All the time we had been apart I had never contacted James but always left it to him to get in touch with me, as he did quite regularly, but he and Andrew had gone away for a week’s holiday that would come to an end a few days before the trial. Their being away didn’t preclude James’s being in touch, he could have e-mailed or phoned or even texted, but he hadn’t done so during their last short break. What stopped my speaking to him was my certainty that any—well, communication James got that came from me, that came from anyone, Andrew would know about. Belatedly, I wished I had asked that boy and girl for their names. Then I could have given them to the police. But for what reason? They had done nothing, they had only asked where my brother lived. I still wondered why they should want to know where he lived.

J
AMES CALLED
me when he and Andrew came back. Just to know how I was. I told him about the boy and the girl, and James told me that it was nothing, nothing had happened. That nothingness was true for my encounter with them too. They had told me nothing
and I had told them nothing except that Andrew no longer lived at Dinmont House, which was true. James almost dismissed it, but I knew he disliked anything about the coming trial’s being discussed, and this wasn’t even, as far as we knew, about the trial. Talking about Martin Greenwell’s book would be a distraction from that for him, and I wanted to discuss it with him. I wanted to talk to him about what he knew of his great-uncle, and if he had met a fate similar to John Goodwin’s. My mind’s going back to the boy and the girl, I thought that they might have had some entirely different reason for wanting to contact Andrew, though I was bound to say to myself that I couldn’t imagine what that would be.
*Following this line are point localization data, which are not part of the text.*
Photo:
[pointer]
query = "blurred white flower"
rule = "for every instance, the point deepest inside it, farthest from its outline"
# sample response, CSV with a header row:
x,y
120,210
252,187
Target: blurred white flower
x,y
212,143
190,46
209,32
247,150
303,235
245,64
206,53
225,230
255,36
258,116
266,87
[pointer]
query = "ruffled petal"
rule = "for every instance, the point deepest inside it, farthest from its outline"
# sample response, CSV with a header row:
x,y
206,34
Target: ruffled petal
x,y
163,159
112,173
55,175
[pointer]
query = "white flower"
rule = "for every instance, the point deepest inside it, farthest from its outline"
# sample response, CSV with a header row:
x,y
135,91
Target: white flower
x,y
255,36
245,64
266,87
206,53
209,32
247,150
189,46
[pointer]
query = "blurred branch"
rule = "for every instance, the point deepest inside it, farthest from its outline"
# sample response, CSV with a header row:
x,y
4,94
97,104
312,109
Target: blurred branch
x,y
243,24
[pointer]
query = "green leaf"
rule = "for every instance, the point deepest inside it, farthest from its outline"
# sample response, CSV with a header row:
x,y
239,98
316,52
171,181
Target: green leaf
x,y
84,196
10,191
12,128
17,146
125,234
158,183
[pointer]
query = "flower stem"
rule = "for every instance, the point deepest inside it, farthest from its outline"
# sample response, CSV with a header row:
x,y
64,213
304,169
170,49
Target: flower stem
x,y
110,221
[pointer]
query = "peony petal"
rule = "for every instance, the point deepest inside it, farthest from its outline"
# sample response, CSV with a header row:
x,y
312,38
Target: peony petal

Fay told me that the trial was due in a week’s time. After the incident with the shaven-headed boy and the blond girl, I would be glad when it was all over. I tried to put it out of my mind and more or less succeeded. Then I woke up in the middle of the night to ask myself if the shaven-headed man could be Gary Summers, the one who was with Kevin Drake at the time of the murder but of whom Andrew and James couldn’t be sure enough to identify. No photographs of him had been in the papers, and I knew his name only from Andrew.

Four days before the trial was due to begin I was out, meeting Louise for lunch in Hampstead High Street. It was a fine, bright day, but rather cold, and baby William was almost invisible inside his furry, brown, all-in-one garment that made him look like a plump puppy. Next time we met, I would have baby Tess with me, similarly wrapped up, for it would still be winter and probably much colder. She too, my daughter, would be related to James’s great-uncle, a great-great-niece, something I had never thought of before. Louise’s news was that she and Damian were getting married, and I thought to myself that this marriage would legitimise William, though I doubted if anyone cared much about that
or even noticed it. It was just that I tended to think along these lines since the thesis.